Monday, 27 March 2017

AJ Bell Passive Funds Launch

I was pleased to receive an email from my ISA provider AJ Bell this week to flag up the launch of their new range of passive funds from April.

I guess as the rise of passive index funds goes from strength to strength, it makes a lot of sense for the platform to offer a ready-made option for their customers.

Five Options

AJ Bell are offering a range of 5 funds which are a mix of equities, corporate bonds, gilts, property and cash. Each fund will hold a blend of underlying funds/ETFs from the likes of Vanguard, Blackrock, iShares and State Street etc.
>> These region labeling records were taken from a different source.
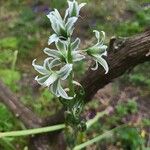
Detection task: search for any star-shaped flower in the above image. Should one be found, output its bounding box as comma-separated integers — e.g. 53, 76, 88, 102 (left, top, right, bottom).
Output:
87, 30, 109, 74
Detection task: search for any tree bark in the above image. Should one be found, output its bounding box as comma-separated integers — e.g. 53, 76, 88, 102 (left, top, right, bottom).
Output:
0, 29, 150, 150
45, 29, 150, 125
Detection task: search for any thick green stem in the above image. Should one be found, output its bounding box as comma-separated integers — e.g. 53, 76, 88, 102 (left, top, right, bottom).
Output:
68, 40, 74, 97
73, 124, 128, 150
0, 124, 65, 138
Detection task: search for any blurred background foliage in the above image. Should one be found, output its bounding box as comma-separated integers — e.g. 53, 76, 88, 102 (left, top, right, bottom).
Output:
0, 0, 150, 150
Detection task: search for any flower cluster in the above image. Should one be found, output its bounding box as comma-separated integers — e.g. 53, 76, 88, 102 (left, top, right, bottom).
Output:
32, 0, 108, 99
32, 0, 85, 99
87, 30, 109, 74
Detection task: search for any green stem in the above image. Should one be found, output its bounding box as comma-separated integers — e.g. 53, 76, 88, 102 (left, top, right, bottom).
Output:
0, 124, 65, 138
86, 109, 108, 129
68, 40, 74, 96
73, 131, 113, 150
73, 124, 127, 150
11, 50, 18, 70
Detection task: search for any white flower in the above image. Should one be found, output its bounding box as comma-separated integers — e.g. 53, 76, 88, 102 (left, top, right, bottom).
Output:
32, 58, 73, 99
44, 38, 85, 63
65, 0, 86, 17
87, 30, 109, 74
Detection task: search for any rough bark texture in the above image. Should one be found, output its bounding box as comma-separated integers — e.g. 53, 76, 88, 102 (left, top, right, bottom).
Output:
0, 29, 150, 150
46, 29, 150, 124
The offerings range from cautious to adventurous and the corresponding equity levels start at 20% then step up to 30% for the moderately cautious, 40% for the middle option, 50% for the next step through to 60% for the higher level - so not overly adventurous.
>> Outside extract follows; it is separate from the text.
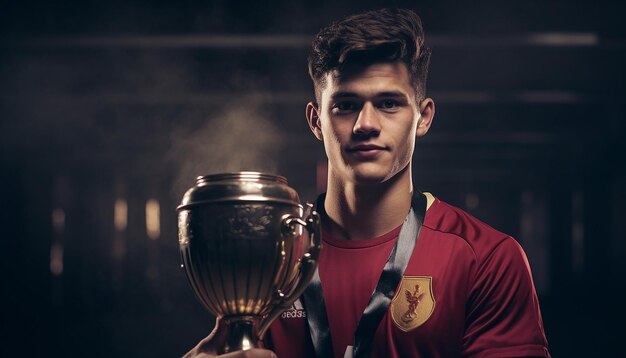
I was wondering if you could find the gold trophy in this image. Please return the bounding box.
[178,172,320,354]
I think the weighting for UK equities is less than the Vanguard Lifestrategy funds however, I was a little confused to see they seem to use 2 options for the S&P 500 - iShares ETF and Source ETF.

The bonds comprise a mix of gilts, corporate bonds and high yield bonds. The total percentage of bonds is 60% for the cautious and falls to 20% for the adventurous.

The portfolios also includes a percentage of property and cash across all options which my Vanguard Lifestrategy range does not offer so this could be good for those investors who require a broader mix of assets.


I was a tad disappointed to see the relatively high figure of 0.50% for ongoing charges - certainly high compared to the Vanguard funds at 0.22%. To mitigate, there is no charge on purchase and until 2019, AJ Bell will not levy their usual 0.25% custody fee.

Would it not have been possible to consolidate the underlying charges of the funds/ETFs together with a small admin fee to make a total of, say 0.4% and waive the custody fee permanently? …just a thought but possibly not practical.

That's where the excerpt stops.